Bah, o mundo fica aí, a gente é quem morre!
Os profetas de rua diziam, e eu me sentia como Cristo, a ponto de ser
crucificado. Me imaginava pendurado na cruz, nu, num frio dos infernos, naquela
noite dos tempos, interminável noite sem termo. E, antes de fechar meus olhos
cansados de breu, meu último pensamento seria endereçado às palavras que eu
deixei que saíssem desordenadamente. E não era aquilo que eu queria dizer. Não
era aquilo, mesmo, que eu queria dizer. Disseram, os grandes, que jamais haverá
maneira de se captar exatamente o que um homem quer falar, porque nossas
cabeças não têm janelas, têm só uma língua e um par de olhos para se tentar
dizer o que se quer dizer. Naquela noite, minha língua e meus olhos falharam. O
que veio depois foi, talvez, o primeiro, talvez o último, baque da fileira
interminável de portas de madeira escura.
E,
de fato, haverá tempo. Alguns dizem que haverá. Dizem que estamos todos de
passagem para uma nova espécie de vida em que a falta de luz não será problema
nunca. Outros dizem que as novas terras serão governadas por homens como nós,
não homens como eles. E eles se embebedam e caem, espalhando por sobre o rosto
suas cabeleiras brancas e antigas, felizes com a imagem maravilhosa do amanhã
ensolarado, babando vinho barato pelas bordas de seus lábios rugosos.
Dentro
das casas completamente isoladas das ruas – em que só homens perdidos e sem
coração caminhavam – havia mundos que precisavam de um sol para iluminá-los.

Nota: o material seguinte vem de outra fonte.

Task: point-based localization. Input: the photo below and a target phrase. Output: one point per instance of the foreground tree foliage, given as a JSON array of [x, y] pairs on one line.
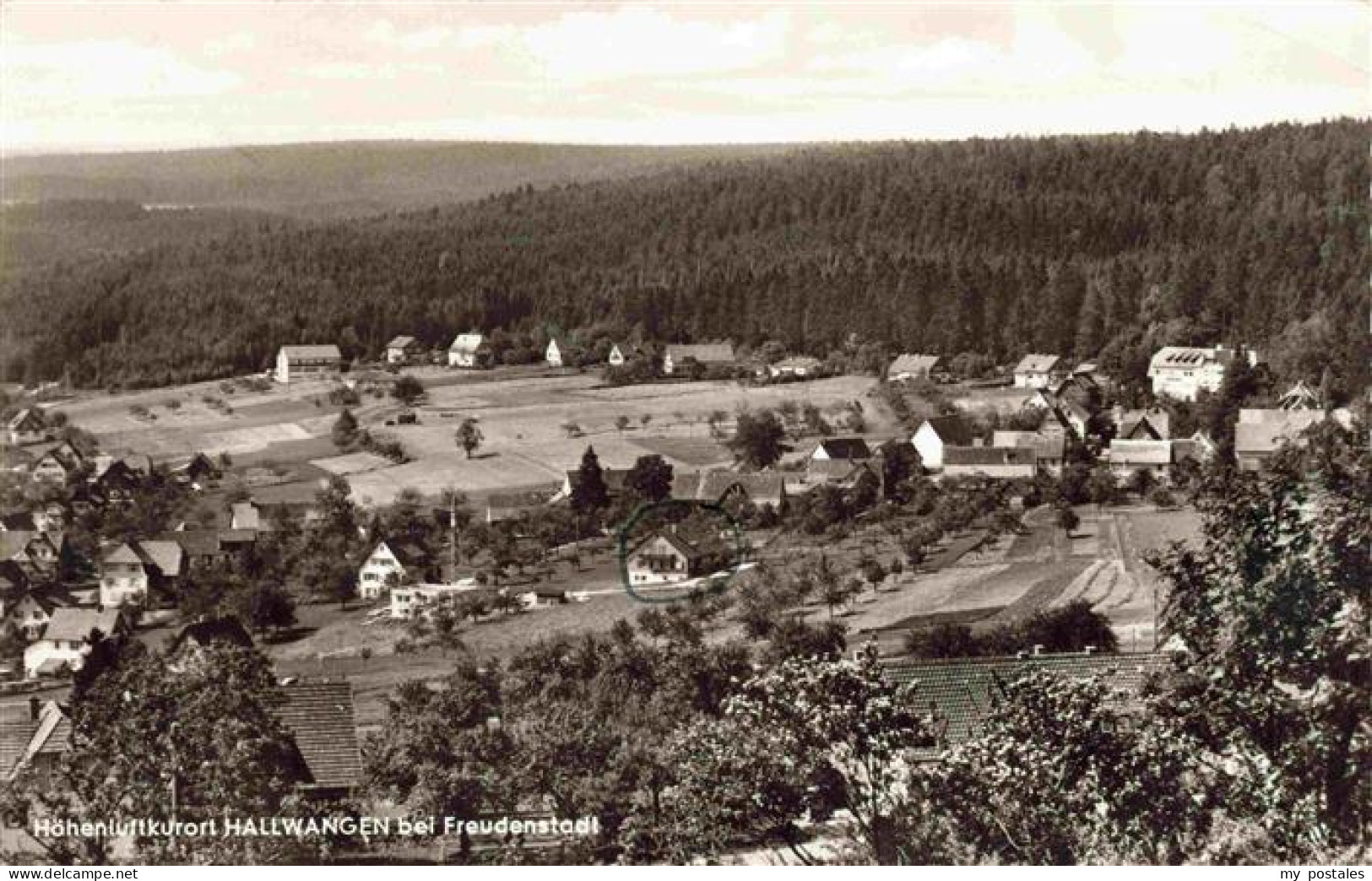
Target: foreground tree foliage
[[162, 738], [1272, 608]]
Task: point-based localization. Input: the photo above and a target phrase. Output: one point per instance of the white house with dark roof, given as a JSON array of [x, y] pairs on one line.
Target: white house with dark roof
[[704, 353], [28, 425], [306, 363], [1040, 370], [402, 350], [131, 571], [1183, 372], [69, 637], [915, 367], [937, 434], [468, 350]]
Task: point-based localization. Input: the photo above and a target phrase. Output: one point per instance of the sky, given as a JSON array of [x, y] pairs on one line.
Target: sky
[[135, 76]]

Não haveria mais sol. A humanidade estava eternamente fadada a viver na
escuridão! A noite escura da alma havia se manifestado no mundo! E tudo o que
eu queria era que você soubesse que não, não era aquilo, mesmo, que eu queria
dizer.
A
vida era um jogo de mal gosto, afinal. Me pergunto se tudo aquilo não acontecia
somente no interior do meu peito de homem quase sem coração. Bem que podiam, os
meninos e meninas, estarem a aproveitar-se da escuridão para sair por aí, pelas
ruas, felizes, sem medo das enfadonhas perseguições e repreendas dos velhos
montados em suas carrancas.
Eu
quero voltar! Como sempre, se impõem aos olhos as imagens ensolaradas e antigas
dos dias frescos sob a sombra, cheios de brisas amenas, com a cabeça apoiada em
qualquer colo que se ame, com nada mais que uma infinidade de gramados para
qualquer lado que se olhasse. Eu queria
voltar. Quero voltar? Quando desaguarem em cascata as imagens palpáveis dos
lábios quentes e hospitaleiros, das mãos mornas, macias, de corpos em tremor e
regozijo, de abraços apertados em dias frios de nevoeiros... Somente quando não
passar de lembranças, haverá a eterna e insaciável vontade de voltar. Agora, tem só escuridão, e temor pelo que se
passará quando se extinguir o último raio de eletricidade.
Eu
permaneço parado diante da porta fechada, a iluminação amarela escapando por
entre o vão que separa a porta do chão, o cantar de um grilo de companhia. Eu
ergo a mão para tornar a apertar a campainha. Não. O que foi que eu acabei de dizer? Não sei, e talvez seja um dos meus infernos, minha falta de
memória. Eu queria que você voltasse, só para que eu pudesse dizer: Não era
isso. Não era isso, mesmo, que eu queria dizer.